My qualifications and experience have been a little shaky to say the least, the past few years. After school I went on to study Art and Design at college for A Levels, and I spent my best years so far there. I absolutely loved it, I learned so much, had brilliant friends and felt so inspired and ambitious. After that though came University, and this is where things got a little different. I started out on a Graphic Design course, and sure enough made plenty of friends and had a great first year at Uni. I knew something wasn’t right though. The classes bored me out of my mind, I weren’t being creative in any way, and I kept putting off work until the last minute. Or sometimes, even playing on the sympathy of my friends to do it for me! – I owe a lot to my friend Jason for this. He was a lifesaver!
Anyway, I knew I was on the wrong course. And as scary as it was to realise, I told my tutor about how unhappy I was. She suggested I switch to Fine Art, although I’d have to start again as a first year. This didn’t bother me though; I liked the idea of a fresh start, and maybe this would be the change I needed.
So I dropped Graphics, said goodbye to some of the best friends ever, and started again as a Fine Art student. Unfortunately, things didn’t go right here either. Sure enough I made friends, including Laura – whose blogs you can find here by the way! – but I always felt kind of distant. This time is what I now refer to, as the worst time of my life. Somewhere between 2009-2010 I kind of lost myself. I ended a relationship with a nice guy, to start one with the worst guy. Don’t get me wrong, me and the nice guy still needed to break up (he’s still a great friend), but I then went onto the most unhealthy, fucked up, twisted, cruel relationship I’ve ever had. It started to change me. I lost all my confidence, I was no longer the ‘loud/funny/bubbly’ girl I used to be, I had been replaced by a quiet, unconfident, weak person. I didn’t make much effort with Uni friends, or any friends to be honest. My work began slipping behind, and I had lost my creativity.
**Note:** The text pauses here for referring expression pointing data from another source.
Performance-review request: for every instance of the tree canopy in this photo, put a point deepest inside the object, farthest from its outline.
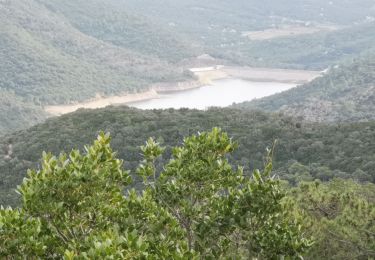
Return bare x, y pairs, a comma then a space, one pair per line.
198, 206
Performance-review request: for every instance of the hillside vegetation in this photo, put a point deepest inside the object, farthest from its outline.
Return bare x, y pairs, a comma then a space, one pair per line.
55, 52
16, 113
219, 26
345, 93
303, 151
47, 59
81, 205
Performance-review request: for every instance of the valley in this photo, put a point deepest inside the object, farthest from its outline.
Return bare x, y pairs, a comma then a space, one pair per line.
213, 129
225, 84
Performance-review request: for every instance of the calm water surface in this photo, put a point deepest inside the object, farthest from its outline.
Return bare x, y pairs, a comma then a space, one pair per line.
220, 94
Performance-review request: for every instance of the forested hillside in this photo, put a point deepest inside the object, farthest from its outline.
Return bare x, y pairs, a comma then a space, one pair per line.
345, 93
16, 113
48, 59
303, 151
55, 52
221, 27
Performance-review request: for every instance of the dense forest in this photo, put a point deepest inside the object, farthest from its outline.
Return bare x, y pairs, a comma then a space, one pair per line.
60, 53
288, 176
345, 93
221, 33
303, 151
16, 113
196, 206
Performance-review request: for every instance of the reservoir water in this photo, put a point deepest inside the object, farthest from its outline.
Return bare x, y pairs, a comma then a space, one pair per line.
220, 94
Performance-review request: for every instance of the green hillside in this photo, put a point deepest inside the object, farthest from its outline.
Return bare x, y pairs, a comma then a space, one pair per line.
219, 26
48, 59
45, 58
345, 93
16, 113
303, 151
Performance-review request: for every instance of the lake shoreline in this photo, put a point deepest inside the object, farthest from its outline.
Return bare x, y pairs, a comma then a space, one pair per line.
205, 76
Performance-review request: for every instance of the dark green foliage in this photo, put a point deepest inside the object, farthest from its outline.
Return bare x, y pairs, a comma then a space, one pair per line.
341, 215
344, 93
198, 208
321, 151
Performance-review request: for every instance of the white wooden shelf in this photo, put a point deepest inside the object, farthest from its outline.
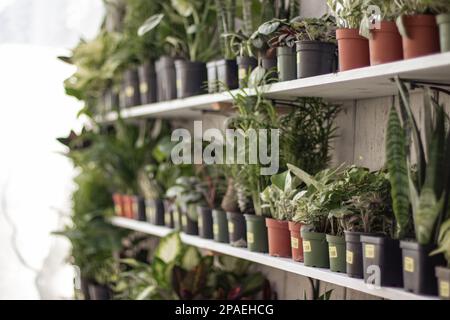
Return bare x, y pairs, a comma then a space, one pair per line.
369, 82
278, 263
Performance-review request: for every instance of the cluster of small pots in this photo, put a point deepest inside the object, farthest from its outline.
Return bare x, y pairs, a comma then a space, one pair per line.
427, 34
375, 258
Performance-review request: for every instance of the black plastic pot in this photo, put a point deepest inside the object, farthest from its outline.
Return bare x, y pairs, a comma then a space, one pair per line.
418, 268
354, 256
315, 249
154, 210
190, 220
315, 58
166, 79
191, 78
256, 233
130, 88
147, 85
211, 69
168, 213
336, 253
382, 261
286, 61
237, 230
205, 223
227, 74
220, 226
443, 276
139, 208
245, 67
99, 292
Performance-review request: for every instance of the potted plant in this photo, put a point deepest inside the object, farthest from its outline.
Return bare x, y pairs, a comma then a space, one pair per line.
443, 273
424, 188
417, 25
316, 46
385, 43
313, 214
212, 188
278, 199
443, 21
353, 48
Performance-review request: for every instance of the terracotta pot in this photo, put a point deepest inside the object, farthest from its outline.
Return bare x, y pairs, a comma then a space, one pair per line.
423, 36
353, 49
443, 20
279, 238
118, 204
296, 241
385, 44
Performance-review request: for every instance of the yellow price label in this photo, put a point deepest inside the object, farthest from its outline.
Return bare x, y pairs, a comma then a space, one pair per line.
294, 242
230, 227
444, 289
408, 264
332, 252
369, 251
250, 237
129, 91
306, 246
143, 87
349, 257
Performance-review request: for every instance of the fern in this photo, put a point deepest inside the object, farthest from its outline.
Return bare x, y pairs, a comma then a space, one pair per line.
398, 172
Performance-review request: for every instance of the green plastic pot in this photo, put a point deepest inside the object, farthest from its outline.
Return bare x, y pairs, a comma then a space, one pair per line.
220, 226
443, 21
256, 233
336, 253
315, 249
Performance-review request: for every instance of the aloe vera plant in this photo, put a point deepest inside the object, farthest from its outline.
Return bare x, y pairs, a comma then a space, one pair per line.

Then the relationship I was in got worse, ..much worse, then ended abruptly. I had been thrown out of the place I was living, I dropped out of Uni, and had to go live back home with my mum. I was unemployed, not in education, living out of boxes, and feeling pretty alone. I fell into a deep depression, and could barely get myself out of bed some days. I didn’t even bother unpacking my things for 2 months. My parents were lovely and so supportive, they tied everything they could to bring me back.
And then.. a few months later, my Dad died. Suddenly and out of nowhere, he had a heart attack and was gone. This was the most painful thing that had ever happened to me, and it still kills me to realise the last times he seen me; I was in a deep depression. He never got to see me change, grow, be happy again. That first year after he died is kind of a blur to be honest. But weirdly enough, it forced me to pull myself out of my depression. I had realised how short life is, how much I needed to make the most of any time I had.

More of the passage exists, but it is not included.